2. What self-publishing service did you use? Happy with the service?
Sorry to say, after The Haunted Igloo went out of print, I paid to have it published by 1st Books (now Authorhouse). I was not satisfied with their work, and soon learned the company is simply a vanity press. Fortunately, I found Lulu.com and began publishing with them. (I’ve published five books with Lulu to date and am working on a sixth.) I found their software simple and easy to use, and the books look nice and professional. I’m proud to say I did all my own formatting, editing, and even designed my own covers. This is artistic activity I love and seem to be cut out for. Self-publishing with Lulu satisfied the creative artist in me.
That was for paperback editions. When I learned about Kindle and Smashwords, I decided that, even with eBooks available, I wanted paper editions for readers who prefer that format.
3. What avenues have you taken to market the book? Have you gotten reviews, interviews, TV, print media coverage?
I haven’t marketed my books nearly as much as I should or could have. I sent out press releases and notified newspapers and libraries in other cities where I’ve lived. I notified the schools, and sent out review copies. I’ve had my books accepted on consignment in a couple of local bookstores. For a while, I had a good contact at my local newspaper, who’d write up a feature article for me on occasion. But she’s gone now and it’s difficult to interest any of the new people at the paper. Some remember me from my local school visits; many don’t know who I am.
I’m trying to do things differently with my adult historical novel, Face the Winter Naked. I’ve joined Facebook and Backspace (a large online writers’ group). I push this book at every opportunity. The novel is timely, due to the current wars, unemployment, homelessness, and the PTSD our service men and women are experiencing at this time. I mailed PRs and personal letters to over fifty newspapers in Missouri, where my novel is set, and which is my home state.
If I have a platform for this historical fiction–not that I need one, mind you–it’s that I was born the year of my novel, 1932, which makes me 78 years old this coming Halloween, perhaps one of a handful of survivors from that era. And although I haven’t lived in Missouri for years, I still speak fluent “hillbilly” with a southern drawl. A great deal of research has gone into this book, and I wasn’t about to let all that work go to waste by querying agents and publishers for the rest of my life. On October 26, Circle of Seven Productions will distribute my book trailer to various social media, libraries, and booksellers. I can’t wait to see how that works out. Also, for this novel (Face the Winter Naked), I had the cover professionally designed by an artist in Johannesburg, SA.

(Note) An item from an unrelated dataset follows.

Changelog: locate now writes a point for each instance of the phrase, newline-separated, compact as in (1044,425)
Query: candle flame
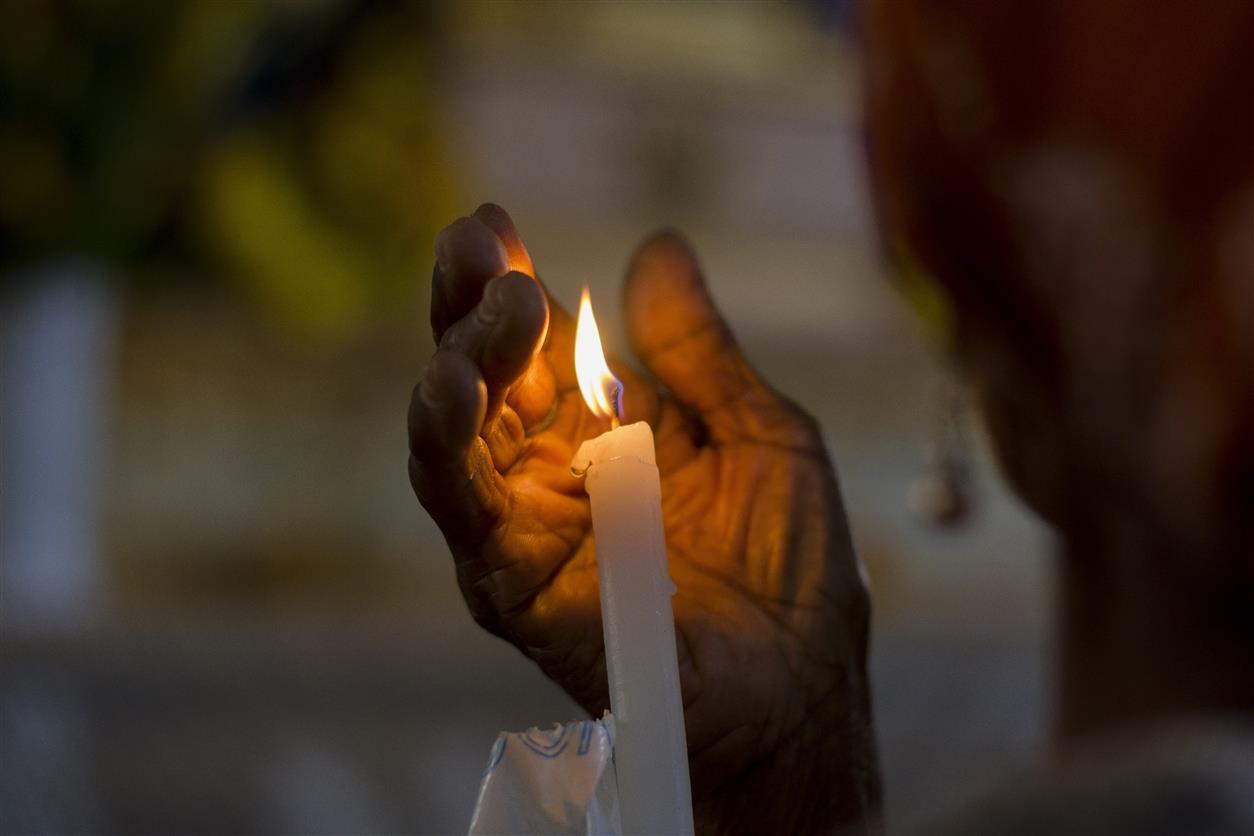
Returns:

4. What drove you to write this particular book?
I wanted to write a book my dad would’ve been proud of. I got the idea when one of my sons was still in high school and studying the Great Depression in history class. Also, we had acquired a stray cat that we named Hobo, and the idea for a novel set in the Depression began forming. The original title was “The Hobo.” But after writing seven chapters, I realized I’d need to do much more research for this book. So I put it away and didn’t see it again for almost eighteen years. When I looked at it again, the plot began to take form, the title changed, and I was off on a great adventure set in the Great Depression.
5. Is the book in any one particular genre? Is it a genre that’s familiar to you?
The book is historical fiction and, I might add, quite a bit of Americana. Both are familiar to me. And although it’s set in a sad period of our country’s history, my main character and his wife are humble people with a great sense of humor.
6. Who are your greatest writing influences?
Oh my! That’s a hard question, since so many famous writers have influenced me in the past: Michener, Twain, Rolvaag (Giants in the Earth), Buck, Paulsen, Keyes, and more recently, Lauren Baratz-Logsted Jon Clinch, E.J. Knapp, and A.S. King. There are just too many to name, but maybe I can sneak in the Dick and Jane readers from my first-grade class!
7. What’s your writing regimen? Any tips for keeping focused?
I try to follow Stephen King’s rule to shut myself up in my office and write for a specified time. I’m a big fan of right-brain methods of writing, and I use music that helps set my scenes. Today, for example, I can listen to a certain banjo piece and I’m right back in Face the Winter Naked again. I’ve also learned not to edit as I go, but to just let it all out, then go back and edit after the novel has rested a few weeks.
8. Would you self-publish again?
I would definitely self-publish again, considering how the traditional publishing world seems to be in a terrific upheaval at this time. I have always prided myself in “writing between the cracks”—original ideas that publishers are asking for, but when it comes right down to it, they instead turn to their stables of bestselling authors. That leaves out a lot of great authors, whose only alternative is to self-publish.
9. Any final words of advice for those looking to self-publish?
* Self-publishers need to beware of paying for services, except for the necessary purchase of ISBNs.
* It’s vital authors have their manuscript vetted by someone who knows what they’re doing. Shoddy workmanship hurts all independent publishers. If one is serious about writing and publishing, he or she must educate themselves. Learn the rules of writing, of sentence structure, of punctuation and spelling. There’s plenty of competition, and if you don’t study and learn the rules, you’re wasting your time.
I firmly believe the old saying: There’s always more room at the top. Why? Because most would-be writers give up too soon, and they stop climbing the ladder.